Ben,
Thank you for providing two thoughtful, concrete recommendations.
There is some good feedback in general on this thread, but I'm calling
Ben's response out because point #1 is important to discuss and point
#2 is immediately actionable.

> 1) I think some process of assigning a committer of a “sponsor” of a change
> (which would probably mean committers volunteering) before it commences
> would be useful. You can kind of do this at the moment by creating a JIRA
> and asking for comment but I think the process is a bit unclear and a bit
> intimidating for people starting off and it would be nice to know who was
> your primary reviewer for a piece of work. (Or maybe this process does
> exist and I don’t know about.)

This is a good idea, but it assumes a single point triage and resource
management that we don't really have right now.

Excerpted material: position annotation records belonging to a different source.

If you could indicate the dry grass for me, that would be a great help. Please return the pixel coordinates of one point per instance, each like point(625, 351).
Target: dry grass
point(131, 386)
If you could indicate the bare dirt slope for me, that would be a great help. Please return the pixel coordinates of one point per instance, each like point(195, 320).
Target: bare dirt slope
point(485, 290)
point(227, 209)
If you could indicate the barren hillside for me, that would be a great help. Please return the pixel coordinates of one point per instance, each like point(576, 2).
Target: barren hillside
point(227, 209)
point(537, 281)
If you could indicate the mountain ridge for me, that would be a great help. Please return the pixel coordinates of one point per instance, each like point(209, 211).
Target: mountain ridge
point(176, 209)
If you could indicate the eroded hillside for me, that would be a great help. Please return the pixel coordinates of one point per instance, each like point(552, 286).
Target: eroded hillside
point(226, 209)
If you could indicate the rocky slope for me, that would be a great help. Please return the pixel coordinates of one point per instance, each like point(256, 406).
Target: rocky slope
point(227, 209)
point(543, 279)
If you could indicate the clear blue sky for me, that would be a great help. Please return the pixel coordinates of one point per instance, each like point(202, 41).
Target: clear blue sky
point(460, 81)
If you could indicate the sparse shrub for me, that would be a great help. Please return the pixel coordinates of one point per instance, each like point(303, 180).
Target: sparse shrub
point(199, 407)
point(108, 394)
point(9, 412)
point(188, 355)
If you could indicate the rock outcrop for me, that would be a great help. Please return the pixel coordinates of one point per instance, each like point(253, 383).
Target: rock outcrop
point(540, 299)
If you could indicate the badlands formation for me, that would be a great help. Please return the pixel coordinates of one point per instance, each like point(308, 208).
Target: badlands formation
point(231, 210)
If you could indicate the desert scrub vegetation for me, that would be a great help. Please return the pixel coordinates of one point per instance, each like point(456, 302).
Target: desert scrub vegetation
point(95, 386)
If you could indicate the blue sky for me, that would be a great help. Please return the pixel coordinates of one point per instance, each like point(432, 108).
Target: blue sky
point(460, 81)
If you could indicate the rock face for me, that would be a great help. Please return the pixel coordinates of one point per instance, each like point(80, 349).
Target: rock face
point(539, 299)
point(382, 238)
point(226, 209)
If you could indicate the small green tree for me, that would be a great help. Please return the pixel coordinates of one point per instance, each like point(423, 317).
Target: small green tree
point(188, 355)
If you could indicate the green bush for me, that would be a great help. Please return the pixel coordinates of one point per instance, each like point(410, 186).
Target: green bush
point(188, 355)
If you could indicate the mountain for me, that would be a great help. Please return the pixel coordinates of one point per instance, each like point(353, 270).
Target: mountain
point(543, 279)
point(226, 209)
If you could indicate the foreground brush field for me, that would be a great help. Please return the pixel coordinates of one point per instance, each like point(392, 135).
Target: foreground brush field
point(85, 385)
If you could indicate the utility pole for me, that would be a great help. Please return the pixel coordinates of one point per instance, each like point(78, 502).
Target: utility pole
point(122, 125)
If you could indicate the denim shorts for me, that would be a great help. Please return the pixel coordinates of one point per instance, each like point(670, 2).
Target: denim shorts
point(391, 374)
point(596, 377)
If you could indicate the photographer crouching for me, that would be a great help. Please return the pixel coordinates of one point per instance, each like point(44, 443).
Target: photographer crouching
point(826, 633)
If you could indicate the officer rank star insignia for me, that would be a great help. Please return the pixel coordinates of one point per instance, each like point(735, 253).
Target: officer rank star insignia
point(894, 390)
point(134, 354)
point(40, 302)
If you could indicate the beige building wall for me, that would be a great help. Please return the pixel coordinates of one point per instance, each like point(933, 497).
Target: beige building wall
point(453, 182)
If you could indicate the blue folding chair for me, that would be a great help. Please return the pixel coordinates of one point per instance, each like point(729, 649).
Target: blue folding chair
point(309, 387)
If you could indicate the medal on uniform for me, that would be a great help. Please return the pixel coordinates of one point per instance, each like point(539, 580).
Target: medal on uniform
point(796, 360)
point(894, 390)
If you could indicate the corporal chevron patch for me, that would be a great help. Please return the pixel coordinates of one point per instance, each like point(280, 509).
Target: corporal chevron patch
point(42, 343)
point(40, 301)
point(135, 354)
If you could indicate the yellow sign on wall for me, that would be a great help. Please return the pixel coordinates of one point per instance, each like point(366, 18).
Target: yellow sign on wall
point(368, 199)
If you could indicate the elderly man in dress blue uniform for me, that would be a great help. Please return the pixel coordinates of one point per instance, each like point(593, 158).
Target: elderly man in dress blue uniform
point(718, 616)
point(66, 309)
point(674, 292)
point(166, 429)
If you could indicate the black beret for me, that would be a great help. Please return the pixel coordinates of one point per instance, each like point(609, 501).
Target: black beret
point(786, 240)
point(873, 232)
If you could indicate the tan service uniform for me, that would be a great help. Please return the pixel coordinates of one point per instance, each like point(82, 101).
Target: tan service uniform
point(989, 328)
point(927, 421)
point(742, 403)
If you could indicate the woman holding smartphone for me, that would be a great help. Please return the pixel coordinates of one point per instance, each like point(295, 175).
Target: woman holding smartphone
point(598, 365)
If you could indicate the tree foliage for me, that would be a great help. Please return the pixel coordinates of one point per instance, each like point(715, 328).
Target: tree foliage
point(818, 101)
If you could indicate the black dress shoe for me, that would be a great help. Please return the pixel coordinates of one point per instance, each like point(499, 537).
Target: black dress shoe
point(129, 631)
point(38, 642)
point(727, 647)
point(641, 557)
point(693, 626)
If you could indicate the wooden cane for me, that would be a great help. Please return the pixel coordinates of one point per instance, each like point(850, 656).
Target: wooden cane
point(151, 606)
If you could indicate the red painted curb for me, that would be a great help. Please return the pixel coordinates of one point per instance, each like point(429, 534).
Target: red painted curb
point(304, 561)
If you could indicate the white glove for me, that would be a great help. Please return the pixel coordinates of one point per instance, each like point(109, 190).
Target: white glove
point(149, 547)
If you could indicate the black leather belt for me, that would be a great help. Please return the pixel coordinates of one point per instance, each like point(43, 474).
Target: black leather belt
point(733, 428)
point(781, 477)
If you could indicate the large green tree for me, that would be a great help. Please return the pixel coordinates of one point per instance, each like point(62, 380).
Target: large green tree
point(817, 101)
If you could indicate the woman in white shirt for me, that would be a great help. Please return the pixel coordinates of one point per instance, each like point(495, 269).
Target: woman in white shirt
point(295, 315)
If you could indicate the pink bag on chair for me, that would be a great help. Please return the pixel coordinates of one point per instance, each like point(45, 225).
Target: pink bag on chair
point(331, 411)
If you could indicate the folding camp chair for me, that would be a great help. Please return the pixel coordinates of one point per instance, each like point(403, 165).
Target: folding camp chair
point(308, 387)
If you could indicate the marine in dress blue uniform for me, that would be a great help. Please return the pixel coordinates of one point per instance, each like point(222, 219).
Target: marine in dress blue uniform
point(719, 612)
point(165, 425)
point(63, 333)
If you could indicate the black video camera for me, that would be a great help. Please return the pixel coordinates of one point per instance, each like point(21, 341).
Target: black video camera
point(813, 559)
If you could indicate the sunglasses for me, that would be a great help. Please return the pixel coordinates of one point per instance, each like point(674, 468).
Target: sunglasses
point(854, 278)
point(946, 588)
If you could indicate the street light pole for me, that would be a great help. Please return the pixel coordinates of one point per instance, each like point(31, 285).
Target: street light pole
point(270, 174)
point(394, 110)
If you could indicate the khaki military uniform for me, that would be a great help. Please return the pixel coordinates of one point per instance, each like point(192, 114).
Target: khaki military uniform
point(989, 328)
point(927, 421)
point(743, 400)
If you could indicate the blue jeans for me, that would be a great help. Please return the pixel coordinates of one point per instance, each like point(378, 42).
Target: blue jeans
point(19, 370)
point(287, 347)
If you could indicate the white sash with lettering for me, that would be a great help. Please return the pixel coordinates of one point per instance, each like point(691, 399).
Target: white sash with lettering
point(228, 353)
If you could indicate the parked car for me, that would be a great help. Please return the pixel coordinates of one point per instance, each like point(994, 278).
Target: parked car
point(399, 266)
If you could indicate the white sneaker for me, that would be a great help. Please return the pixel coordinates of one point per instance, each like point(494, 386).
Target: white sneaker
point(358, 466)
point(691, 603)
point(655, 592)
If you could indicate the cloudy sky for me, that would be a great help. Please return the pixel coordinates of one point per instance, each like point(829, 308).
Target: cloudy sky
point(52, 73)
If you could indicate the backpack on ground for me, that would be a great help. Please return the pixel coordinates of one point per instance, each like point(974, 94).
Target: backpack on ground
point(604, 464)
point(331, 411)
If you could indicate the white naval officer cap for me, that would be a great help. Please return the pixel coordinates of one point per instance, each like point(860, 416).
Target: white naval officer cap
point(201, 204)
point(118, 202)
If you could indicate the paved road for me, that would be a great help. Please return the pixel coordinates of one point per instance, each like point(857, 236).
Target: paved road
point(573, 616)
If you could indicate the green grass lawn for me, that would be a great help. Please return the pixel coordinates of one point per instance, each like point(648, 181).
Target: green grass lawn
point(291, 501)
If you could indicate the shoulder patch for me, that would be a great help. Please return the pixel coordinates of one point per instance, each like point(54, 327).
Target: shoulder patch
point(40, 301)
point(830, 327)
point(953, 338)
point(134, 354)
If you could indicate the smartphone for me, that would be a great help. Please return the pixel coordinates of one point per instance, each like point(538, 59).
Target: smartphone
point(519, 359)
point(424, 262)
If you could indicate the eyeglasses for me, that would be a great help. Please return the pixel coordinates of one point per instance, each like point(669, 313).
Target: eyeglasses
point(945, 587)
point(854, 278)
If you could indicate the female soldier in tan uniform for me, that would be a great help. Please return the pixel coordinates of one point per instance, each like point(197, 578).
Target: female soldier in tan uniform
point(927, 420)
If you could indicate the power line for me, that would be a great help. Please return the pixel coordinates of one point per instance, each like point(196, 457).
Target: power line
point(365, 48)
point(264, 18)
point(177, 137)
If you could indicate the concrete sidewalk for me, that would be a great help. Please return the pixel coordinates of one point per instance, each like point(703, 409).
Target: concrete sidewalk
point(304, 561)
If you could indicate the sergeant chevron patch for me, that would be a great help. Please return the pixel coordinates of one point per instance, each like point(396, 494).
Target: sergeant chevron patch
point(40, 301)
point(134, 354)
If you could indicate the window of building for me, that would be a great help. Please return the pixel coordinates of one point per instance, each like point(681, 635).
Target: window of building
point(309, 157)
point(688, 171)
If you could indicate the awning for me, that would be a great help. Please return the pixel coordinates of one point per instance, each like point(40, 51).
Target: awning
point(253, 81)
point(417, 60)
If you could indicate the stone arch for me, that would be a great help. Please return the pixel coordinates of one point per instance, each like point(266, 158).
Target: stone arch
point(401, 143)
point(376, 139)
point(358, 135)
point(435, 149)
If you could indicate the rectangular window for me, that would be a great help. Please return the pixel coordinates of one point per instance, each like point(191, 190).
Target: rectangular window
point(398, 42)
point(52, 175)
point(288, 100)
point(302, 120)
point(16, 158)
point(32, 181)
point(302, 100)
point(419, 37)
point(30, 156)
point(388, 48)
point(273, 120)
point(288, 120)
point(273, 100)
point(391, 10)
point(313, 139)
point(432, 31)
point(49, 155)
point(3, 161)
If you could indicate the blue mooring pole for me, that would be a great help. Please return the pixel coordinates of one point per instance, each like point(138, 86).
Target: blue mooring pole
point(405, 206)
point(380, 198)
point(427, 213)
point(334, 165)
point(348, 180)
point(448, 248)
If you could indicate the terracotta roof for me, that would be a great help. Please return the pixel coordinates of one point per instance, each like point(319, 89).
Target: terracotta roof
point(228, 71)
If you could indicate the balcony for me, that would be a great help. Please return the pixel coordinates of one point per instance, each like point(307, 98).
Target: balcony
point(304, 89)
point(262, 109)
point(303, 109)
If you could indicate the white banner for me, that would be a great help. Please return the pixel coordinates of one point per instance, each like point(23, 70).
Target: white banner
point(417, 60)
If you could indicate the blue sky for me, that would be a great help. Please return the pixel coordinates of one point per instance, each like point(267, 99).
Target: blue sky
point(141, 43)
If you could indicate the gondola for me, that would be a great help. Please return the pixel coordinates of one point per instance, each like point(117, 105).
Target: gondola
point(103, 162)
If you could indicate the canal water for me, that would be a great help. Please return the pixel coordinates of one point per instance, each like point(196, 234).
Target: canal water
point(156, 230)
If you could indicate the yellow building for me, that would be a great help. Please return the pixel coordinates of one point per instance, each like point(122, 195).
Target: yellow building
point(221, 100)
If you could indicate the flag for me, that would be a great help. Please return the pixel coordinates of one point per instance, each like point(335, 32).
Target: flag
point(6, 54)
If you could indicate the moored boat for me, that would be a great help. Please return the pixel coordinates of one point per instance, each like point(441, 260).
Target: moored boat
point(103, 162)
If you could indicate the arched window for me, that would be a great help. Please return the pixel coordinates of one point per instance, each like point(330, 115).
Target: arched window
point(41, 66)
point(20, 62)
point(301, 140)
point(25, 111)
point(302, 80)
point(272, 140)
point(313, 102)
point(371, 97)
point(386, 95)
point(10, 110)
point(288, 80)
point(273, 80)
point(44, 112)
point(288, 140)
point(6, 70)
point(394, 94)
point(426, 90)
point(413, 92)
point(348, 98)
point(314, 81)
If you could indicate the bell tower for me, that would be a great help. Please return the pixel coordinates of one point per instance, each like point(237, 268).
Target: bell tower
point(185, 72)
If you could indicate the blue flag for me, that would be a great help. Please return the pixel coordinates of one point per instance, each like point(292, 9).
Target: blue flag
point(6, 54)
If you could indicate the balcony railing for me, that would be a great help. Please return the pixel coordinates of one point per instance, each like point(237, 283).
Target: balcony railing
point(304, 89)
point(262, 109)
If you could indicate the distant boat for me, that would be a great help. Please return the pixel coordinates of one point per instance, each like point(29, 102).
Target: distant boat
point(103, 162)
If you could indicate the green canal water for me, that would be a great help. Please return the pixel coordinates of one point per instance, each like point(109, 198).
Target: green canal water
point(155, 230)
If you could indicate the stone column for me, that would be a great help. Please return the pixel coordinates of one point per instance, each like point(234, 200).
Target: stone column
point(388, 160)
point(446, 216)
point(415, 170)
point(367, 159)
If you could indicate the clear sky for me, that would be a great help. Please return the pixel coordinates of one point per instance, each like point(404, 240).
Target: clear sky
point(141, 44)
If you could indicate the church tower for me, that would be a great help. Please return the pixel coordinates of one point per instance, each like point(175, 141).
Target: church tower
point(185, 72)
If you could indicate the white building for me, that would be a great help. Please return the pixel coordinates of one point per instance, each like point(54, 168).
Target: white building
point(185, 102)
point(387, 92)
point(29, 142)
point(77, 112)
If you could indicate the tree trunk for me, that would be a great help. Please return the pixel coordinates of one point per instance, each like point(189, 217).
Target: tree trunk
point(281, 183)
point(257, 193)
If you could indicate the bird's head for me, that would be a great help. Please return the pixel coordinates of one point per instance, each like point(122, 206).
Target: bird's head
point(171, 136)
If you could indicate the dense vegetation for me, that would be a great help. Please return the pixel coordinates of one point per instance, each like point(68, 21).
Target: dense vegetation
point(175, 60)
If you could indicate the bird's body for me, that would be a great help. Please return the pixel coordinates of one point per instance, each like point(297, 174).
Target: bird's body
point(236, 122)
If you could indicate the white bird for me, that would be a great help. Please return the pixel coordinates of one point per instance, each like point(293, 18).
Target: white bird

For the history of the project, we had triage in the form of sponsored
resources flighting most of the new issues. This has made the rest of
us complacent. It's probably the most immediate thing to fix and I
don't know how to do that.

Does anybody have any recommendations about ASF projects doing this
effectively? Note that the folks from DS engineering are still heavily
involved and I very much thank them for that, but diversifying is the
only way to get us over our complacency.

> 2) I think the “how to contribute” docs could emphasise activities other
> than creating new features as a great place to start.It seems that review,
> testing and doco could all do with more hands (as on just about any
> project). So, encouraging this as a way to start on the project might help
> to get some more bandwidth in this area rather than people creating patches
> that the committers don’t have bandwidth to review. I would be happy to
> draft an update to the docs including some of this if people think it’s a
> good idea.

Also a good idea and much more accessible/easily fixable.

We will gladly look at any doc updates for this, looping in the
broader community once published (this last part being key - I'm
afraid if we ask for help too early, we'll get tons of interest to
which we cannot reply and then be in even worse shape).